Mind over Geek Squad

          Monday January 5, 2015 nothing invigorates me more than solving a problem that someone or many other some ones have been unable to figure out. On January 1 we went to Rhett’s mother Jane’s home for a new year’s celebration. His mom told me her Dell laptop had died. She took it to Best Buy to have one of the Geek Squad boys there look at it. He told her she needed a new disk drive. He said it would cost about $200 to put one in for her. He also suggested she could trade in her laptop and get some discount on one of their refurbished laptops with a 90 day warranty. She declined and left the store. She asked if I would take a look at it. I said of course I would. The laptop started up and then gave a short list of error messages which I did not recognize. I shut it down and then restarted hoping to get to the point where I could select a pared down startup in hope that I could bypass the error on the startup sequence. I got the same error message, but there was a feature displayed for access to the onboard recovery partition. That partition was supposed to restore the operating system and all of the user data. When I started that and the machine took off running I knew the disk drive was ok. The laptop ran for about two hours or more shuffling things around. When it completed it restarted and BAM it was ready to go. 
          That was the good part. The bad part was it did not recover the user data. I at that point could see the recovery partition, but the Dell would not allow access to it. Jane said she had an automatic backup on a site called Mozy. I dialed that up, but it was getting errors on the page. It turned out the Mozy internet site was down for the next two days. When Jane tried to go back on line to Mozy, her Microsoft internet explorer gave her a message that her browser was not up to date and it needed to be updated before she could access the site. I went back over to her house and tried to update the web browser, but windows update said it could not be updated even though on the first of January it had updated 81 different updates. So I had her download Google Chrome browser. Then her internet worked faster and with no flaws. 
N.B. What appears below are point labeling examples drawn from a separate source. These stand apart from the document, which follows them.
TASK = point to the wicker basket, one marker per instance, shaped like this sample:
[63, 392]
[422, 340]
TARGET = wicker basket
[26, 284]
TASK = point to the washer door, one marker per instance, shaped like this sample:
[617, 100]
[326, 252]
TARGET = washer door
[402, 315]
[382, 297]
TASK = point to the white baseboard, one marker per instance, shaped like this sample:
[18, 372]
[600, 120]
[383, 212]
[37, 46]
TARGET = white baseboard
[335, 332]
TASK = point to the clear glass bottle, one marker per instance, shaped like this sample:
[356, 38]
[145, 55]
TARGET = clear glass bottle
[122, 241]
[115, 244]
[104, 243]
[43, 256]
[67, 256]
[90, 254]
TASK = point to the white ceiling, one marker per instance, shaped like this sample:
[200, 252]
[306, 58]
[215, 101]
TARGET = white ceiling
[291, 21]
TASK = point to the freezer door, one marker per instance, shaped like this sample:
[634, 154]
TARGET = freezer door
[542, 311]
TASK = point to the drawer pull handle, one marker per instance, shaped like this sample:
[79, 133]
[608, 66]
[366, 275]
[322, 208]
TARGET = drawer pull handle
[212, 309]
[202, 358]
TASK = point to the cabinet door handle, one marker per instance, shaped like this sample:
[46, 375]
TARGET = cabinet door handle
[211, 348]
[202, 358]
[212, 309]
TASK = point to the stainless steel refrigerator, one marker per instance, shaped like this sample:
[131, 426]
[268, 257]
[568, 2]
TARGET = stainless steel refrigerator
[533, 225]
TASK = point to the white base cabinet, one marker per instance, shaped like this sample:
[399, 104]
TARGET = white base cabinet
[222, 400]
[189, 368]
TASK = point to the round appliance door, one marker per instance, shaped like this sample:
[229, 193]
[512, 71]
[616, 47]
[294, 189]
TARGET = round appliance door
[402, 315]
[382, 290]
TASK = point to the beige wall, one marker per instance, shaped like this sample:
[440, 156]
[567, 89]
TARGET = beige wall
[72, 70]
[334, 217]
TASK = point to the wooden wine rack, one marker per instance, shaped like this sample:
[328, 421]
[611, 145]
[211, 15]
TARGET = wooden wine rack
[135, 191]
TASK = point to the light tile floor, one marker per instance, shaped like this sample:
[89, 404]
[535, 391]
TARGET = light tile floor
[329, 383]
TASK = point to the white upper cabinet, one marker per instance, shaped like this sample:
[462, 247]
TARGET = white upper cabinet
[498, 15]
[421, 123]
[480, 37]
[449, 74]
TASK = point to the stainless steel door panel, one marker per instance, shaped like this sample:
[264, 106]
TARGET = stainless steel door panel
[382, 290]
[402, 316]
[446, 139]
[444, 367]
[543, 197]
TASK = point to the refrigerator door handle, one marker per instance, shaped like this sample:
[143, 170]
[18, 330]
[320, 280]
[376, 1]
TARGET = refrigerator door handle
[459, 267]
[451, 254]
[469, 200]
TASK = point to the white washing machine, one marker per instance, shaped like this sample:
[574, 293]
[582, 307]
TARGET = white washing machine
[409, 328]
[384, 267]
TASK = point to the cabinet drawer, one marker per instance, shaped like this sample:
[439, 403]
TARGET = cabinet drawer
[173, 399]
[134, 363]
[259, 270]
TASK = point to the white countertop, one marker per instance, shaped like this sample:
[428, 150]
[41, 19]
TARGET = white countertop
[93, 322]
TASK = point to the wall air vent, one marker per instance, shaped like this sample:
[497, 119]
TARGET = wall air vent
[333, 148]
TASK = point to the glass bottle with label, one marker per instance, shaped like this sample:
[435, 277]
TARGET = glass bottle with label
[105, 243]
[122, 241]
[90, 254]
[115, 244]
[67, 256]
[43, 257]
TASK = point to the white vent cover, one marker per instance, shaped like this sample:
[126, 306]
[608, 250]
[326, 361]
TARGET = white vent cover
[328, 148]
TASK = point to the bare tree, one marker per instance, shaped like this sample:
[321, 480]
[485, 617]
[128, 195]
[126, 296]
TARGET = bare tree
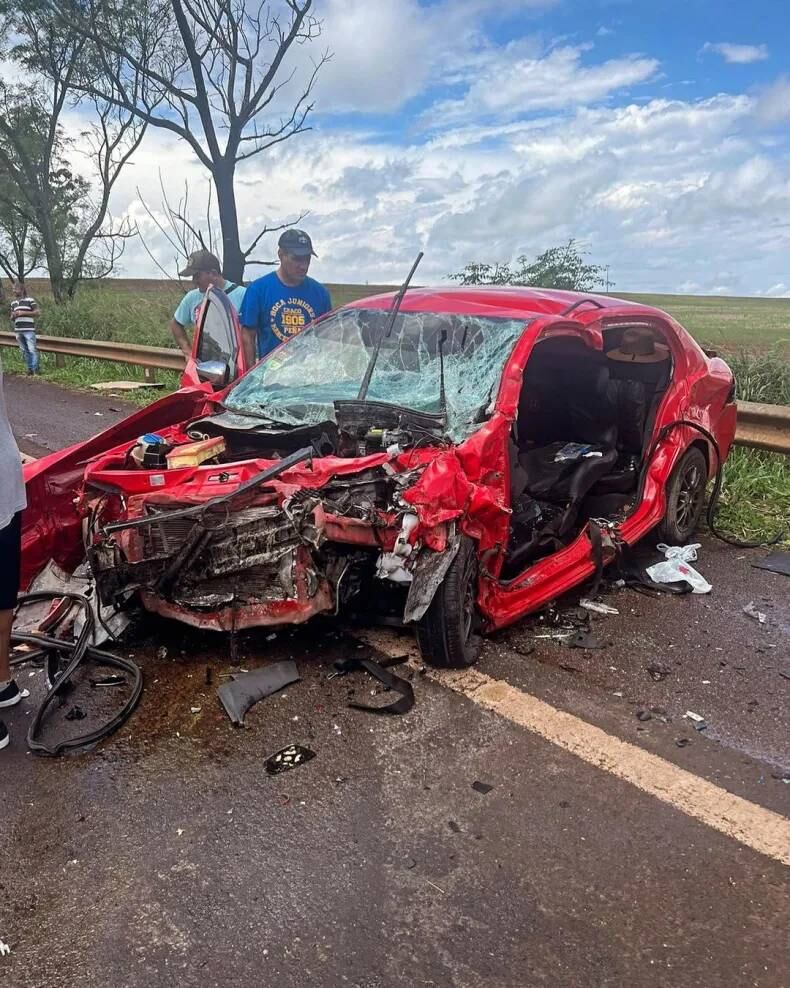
[70, 213]
[178, 225]
[213, 72]
[20, 244]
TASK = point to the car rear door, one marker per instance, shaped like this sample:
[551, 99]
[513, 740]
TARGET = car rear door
[217, 352]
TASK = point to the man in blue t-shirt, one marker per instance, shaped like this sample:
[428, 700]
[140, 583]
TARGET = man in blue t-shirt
[279, 305]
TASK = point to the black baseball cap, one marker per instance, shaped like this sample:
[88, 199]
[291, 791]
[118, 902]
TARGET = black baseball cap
[296, 242]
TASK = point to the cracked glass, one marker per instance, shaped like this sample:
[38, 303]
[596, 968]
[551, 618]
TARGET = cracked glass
[299, 382]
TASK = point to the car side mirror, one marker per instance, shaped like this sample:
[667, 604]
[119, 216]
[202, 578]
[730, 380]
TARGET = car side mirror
[214, 371]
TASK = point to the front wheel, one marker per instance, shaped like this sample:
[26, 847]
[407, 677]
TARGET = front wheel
[685, 498]
[448, 633]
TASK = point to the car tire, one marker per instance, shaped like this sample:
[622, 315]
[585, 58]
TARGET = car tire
[685, 498]
[448, 632]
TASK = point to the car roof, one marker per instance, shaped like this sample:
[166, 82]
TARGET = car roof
[505, 302]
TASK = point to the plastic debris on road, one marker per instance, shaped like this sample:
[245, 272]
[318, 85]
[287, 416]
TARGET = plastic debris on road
[247, 688]
[752, 612]
[675, 567]
[287, 758]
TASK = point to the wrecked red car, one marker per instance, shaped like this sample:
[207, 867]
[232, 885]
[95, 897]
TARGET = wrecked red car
[454, 465]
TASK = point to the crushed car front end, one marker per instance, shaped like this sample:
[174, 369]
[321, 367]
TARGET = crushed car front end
[313, 499]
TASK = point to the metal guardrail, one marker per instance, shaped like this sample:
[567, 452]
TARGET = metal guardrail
[760, 426]
[763, 426]
[161, 358]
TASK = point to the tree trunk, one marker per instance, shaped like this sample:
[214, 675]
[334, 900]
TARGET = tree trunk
[232, 256]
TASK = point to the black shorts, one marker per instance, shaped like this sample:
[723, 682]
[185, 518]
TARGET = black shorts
[10, 562]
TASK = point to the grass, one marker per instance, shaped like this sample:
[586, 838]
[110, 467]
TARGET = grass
[756, 488]
[728, 324]
[753, 334]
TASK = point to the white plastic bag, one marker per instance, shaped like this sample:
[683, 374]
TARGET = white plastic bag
[675, 567]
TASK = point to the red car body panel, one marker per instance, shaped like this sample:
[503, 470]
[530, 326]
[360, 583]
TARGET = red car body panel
[464, 488]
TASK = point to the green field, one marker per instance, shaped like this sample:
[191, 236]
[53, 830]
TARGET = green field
[138, 310]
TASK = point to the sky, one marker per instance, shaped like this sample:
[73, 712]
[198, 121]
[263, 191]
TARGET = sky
[654, 133]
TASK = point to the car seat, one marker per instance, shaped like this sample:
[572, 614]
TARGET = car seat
[589, 416]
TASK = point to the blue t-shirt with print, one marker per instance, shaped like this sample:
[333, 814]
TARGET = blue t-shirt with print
[279, 312]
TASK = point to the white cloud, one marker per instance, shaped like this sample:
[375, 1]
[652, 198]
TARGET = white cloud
[386, 52]
[773, 102]
[779, 290]
[517, 82]
[528, 145]
[737, 54]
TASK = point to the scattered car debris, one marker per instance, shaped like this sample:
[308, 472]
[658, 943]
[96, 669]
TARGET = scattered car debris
[388, 679]
[775, 562]
[584, 639]
[108, 681]
[64, 651]
[751, 611]
[287, 758]
[482, 787]
[675, 567]
[597, 607]
[247, 688]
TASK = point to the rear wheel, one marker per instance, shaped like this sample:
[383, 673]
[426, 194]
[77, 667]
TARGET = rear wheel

          Jane had gotten in touch with Mozy on Saturday the third of January and the tech there gave her a link to get her to the site’s file download manager. I clicked on the download and installed the file manager program and got into the site. I know I could have sat and read all the instructions which would have meant little to me without seeing the site itself, so I just dove in and started clicking to see what happened where. I finally found the hidden button that would download everything, all 14.5 gigabytes. 
         Jane has a fast 4-G connection, but as in so many cases, the web site’s speed for downloading is much slower. It took nearly 8 hours to download all of the data. I could download a single file in less than a heartbeat, but when everything was selected for download the site would throttle way back. Once it was all downloaded, parts of the user data were scattered all over in places that did not make sense to me, but I got it sorted and in the place where she could utilize it easily. It was a difficult task, but was very enjoyable to solve a problem the Geek Squad could not or would not. I don’t have much to brag about these days, but on this I am tooting my horn as I am quite proud of Mind over Geek Squad.